Unfortunately, as we have continued to see, consumers are becoming more frugal with their money and search for deals to preserve cash.  Intense competition from competitors such as eBay Inc (NASDAQ:EBAY), storefront retailers Target Corporation (NYSE:TGT) and Wal-Mart Stores, Inc. (NYSE:WMT) are eating away at Amazon’s margins, particularly its profit margin and operating margin.  That being said, Amazon has released a few new strategic plans that will hopefully keep its earnings growth in the double digits.  The company is continuing to see growth in its cloud computing business, as well as its Amazon Prime Instant Video service, a rival to Netflix, Inc. (NASDAQ:NFLX)’s business.  Additionally, Amazon CFO Tom Szkutak said the company was looking to raise the price of its Amazon Prime Service by $20. The current number of Prime subscribers comes in at 20 million.  Lastly, the company has also said to be working on a PayPal competitor that would allow users to make mobile payments, which is a $278.9 billion industry.  However, in the meantime, Amazon must continue to position itself competitively in an increasingly competitive retail industry.  Certainly its long term growth aspects appear bright, but according to Achilles Research, “The current valuation multiples, both in terms of earnings and free cash flow, are clearly not sustainable and investors need to be aware that an investment in Amazon is of high risk. If Amazon disappoints in the coming quarters, the share price could react extraordinarily sensitively”.

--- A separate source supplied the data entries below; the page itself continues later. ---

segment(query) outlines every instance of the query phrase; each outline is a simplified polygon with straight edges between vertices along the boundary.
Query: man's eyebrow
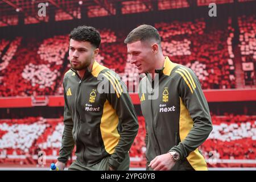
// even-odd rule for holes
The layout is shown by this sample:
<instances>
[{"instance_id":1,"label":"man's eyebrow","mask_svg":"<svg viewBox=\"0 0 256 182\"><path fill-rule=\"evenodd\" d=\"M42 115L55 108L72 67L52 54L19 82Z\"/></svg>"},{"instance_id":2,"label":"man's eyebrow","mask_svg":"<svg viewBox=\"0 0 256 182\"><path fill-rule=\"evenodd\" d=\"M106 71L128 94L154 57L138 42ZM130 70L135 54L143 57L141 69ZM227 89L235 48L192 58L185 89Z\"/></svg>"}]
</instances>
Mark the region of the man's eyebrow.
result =
<instances>
[{"instance_id":1,"label":"man's eyebrow","mask_svg":"<svg viewBox=\"0 0 256 182\"><path fill-rule=\"evenodd\" d=\"M73 46L69 46L69 47L70 47L70 48L75 48L75 47L73 47ZM87 48L85 48L85 47L78 47L78 48L77 48L77 49L85 49L85 50L87 50Z\"/></svg>"}]
</instances>

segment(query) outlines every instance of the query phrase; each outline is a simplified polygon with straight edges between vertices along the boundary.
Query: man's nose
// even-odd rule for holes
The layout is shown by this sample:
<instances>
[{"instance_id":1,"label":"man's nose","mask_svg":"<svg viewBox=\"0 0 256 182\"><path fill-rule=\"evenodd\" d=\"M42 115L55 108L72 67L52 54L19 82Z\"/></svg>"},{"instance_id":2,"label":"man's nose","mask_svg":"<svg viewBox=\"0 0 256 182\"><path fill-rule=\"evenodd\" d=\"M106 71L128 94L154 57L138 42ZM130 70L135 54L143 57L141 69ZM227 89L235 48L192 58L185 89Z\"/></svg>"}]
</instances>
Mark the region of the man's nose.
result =
<instances>
[{"instance_id":1,"label":"man's nose","mask_svg":"<svg viewBox=\"0 0 256 182\"><path fill-rule=\"evenodd\" d=\"M77 51L75 51L74 53L73 53L73 57L79 57L79 54Z\"/></svg>"},{"instance_id":2,"label":"man's nose","mask_svg":"<svg viewBox=\"0 0 256 182\"><path fill-rule=\"evenodd\" d=\"M136 63L136 59L134 56L133 56L133 55L130 56L130 63L131 64L135 64Z\"/></svg>"}]
</instances>

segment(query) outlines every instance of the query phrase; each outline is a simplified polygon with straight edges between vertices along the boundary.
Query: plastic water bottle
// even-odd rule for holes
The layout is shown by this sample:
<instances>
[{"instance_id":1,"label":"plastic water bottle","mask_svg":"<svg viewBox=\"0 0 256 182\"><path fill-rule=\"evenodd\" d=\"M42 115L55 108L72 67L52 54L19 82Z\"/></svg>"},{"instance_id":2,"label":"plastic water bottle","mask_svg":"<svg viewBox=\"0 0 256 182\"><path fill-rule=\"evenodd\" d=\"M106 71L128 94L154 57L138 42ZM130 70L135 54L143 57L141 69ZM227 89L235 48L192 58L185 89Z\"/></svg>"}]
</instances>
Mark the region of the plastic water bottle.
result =
<instances>
[{"instance_id":1,"label":"plastic water bottle","mask_svg":"<svg viewBox=\"0 0 256 182\"><path fill-rule=\"evenodd\" d=\"M55 163L52 163L50 171L59 171L59 168L55 166Z\"/></svg>"}]
</instances>

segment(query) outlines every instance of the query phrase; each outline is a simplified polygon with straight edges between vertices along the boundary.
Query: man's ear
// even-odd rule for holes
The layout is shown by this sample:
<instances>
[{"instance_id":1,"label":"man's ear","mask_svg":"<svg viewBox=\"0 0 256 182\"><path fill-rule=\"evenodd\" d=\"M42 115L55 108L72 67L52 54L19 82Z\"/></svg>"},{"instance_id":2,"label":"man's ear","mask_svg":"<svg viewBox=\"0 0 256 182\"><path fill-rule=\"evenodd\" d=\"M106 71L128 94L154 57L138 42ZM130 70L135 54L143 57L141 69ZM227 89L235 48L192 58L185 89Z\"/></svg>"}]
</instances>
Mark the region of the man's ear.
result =
<instances>
[{"instance_id":1,"label":"man's ear","mask_svg":"<svg viewBox=\"0 0 256 182\"><path fill-rule=\"evenodd\" d=\"M100 51L100 49L98 48L97 49L95 49L94 51L93 52L93 57L95 58L98 56L98 52Z\"/></svg>"},{"instance_id":2,"label":"man's ear","mask_svg":"<svg viewBox=\"0 0 256 182\"><path fill-rule=\"evenodd\" d=\"M153 53L154 54L156 54L156 53L158 52L158 51L159 49L159 47L158 44L154 43L153 44L151 45L151 48L152 48L152 51L153 51Z\"/></svg>"}]
</instances>

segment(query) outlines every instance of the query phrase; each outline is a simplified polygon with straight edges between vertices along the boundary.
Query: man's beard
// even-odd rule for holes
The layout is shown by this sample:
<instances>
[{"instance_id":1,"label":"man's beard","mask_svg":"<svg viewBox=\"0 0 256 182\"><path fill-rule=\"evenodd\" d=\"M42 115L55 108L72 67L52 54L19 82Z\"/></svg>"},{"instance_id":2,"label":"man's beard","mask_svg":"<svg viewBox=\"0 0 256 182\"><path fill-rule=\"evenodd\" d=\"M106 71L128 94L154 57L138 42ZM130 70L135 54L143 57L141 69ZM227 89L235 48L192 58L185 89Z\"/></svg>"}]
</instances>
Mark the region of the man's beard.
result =
<instances>
[{"instance_id":1,"label":"man's beard","mask_svg":"<svg viewBox=\"0 0 256 182\"><path fill-rule=\"evenodd\" d=\"M81 62L79 62L79 64L77 65L73 65L71 61L70 61L70 64L71 65L71 68L76 71L81 71L83 69L85 69L89 65L90 65L90 63L86 62L83 64L81 64Z\"/></svg>"}]
</instances>

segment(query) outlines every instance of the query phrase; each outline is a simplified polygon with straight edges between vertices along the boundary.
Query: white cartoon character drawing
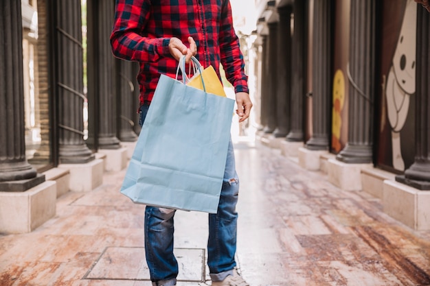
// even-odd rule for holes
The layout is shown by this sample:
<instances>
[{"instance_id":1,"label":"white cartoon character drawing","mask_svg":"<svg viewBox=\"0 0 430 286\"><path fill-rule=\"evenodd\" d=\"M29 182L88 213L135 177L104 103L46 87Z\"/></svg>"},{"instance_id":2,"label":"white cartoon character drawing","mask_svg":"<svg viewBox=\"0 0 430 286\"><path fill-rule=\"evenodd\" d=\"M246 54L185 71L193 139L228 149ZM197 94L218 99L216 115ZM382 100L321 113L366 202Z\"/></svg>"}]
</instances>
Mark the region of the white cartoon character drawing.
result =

This is why investors must remain vigilant and carefully monitor their positions in Amazon.  This is where risk management services such as SmartStops.net comes in.  SmartStops alerts investors when a stock has entered a period of normal or elevated risk, giving the investor an opportunity to protect their profits or avoid steep losses like we saw today.

SmartStops first alerted investors on January 27, 2014 that Amazon had faced an elevated risk state when it was then trading at $381.20.  With today’s major pitfall in Amazon, SmartStops issued a second alert advising investors of elevated risk at 9:32am on January 31, 2014, when the stock was still trading at $384.30.  Investors that chose to exit or hedge their Amazon positions this morning when the alert was released would have saved $23.84 per share in potential losses.

AMZN SmartStops Risk State
AMZN SmartStops Risk State

Source: SmartStops

The bottom line here is that Amazon does have long term plans that will help aid double-digit growth.  Its plans to enter the mobile payment business and its continued growth in the cloud computing business will certainly be big drivers moving forward.  However, as Achilles Research stated, the stock is still trading at inflated levels and really has less room for error in its next few earnings releases.  Another release like today could trigger a similar drop in the stock and investors must be prepare themselves to avoid losses.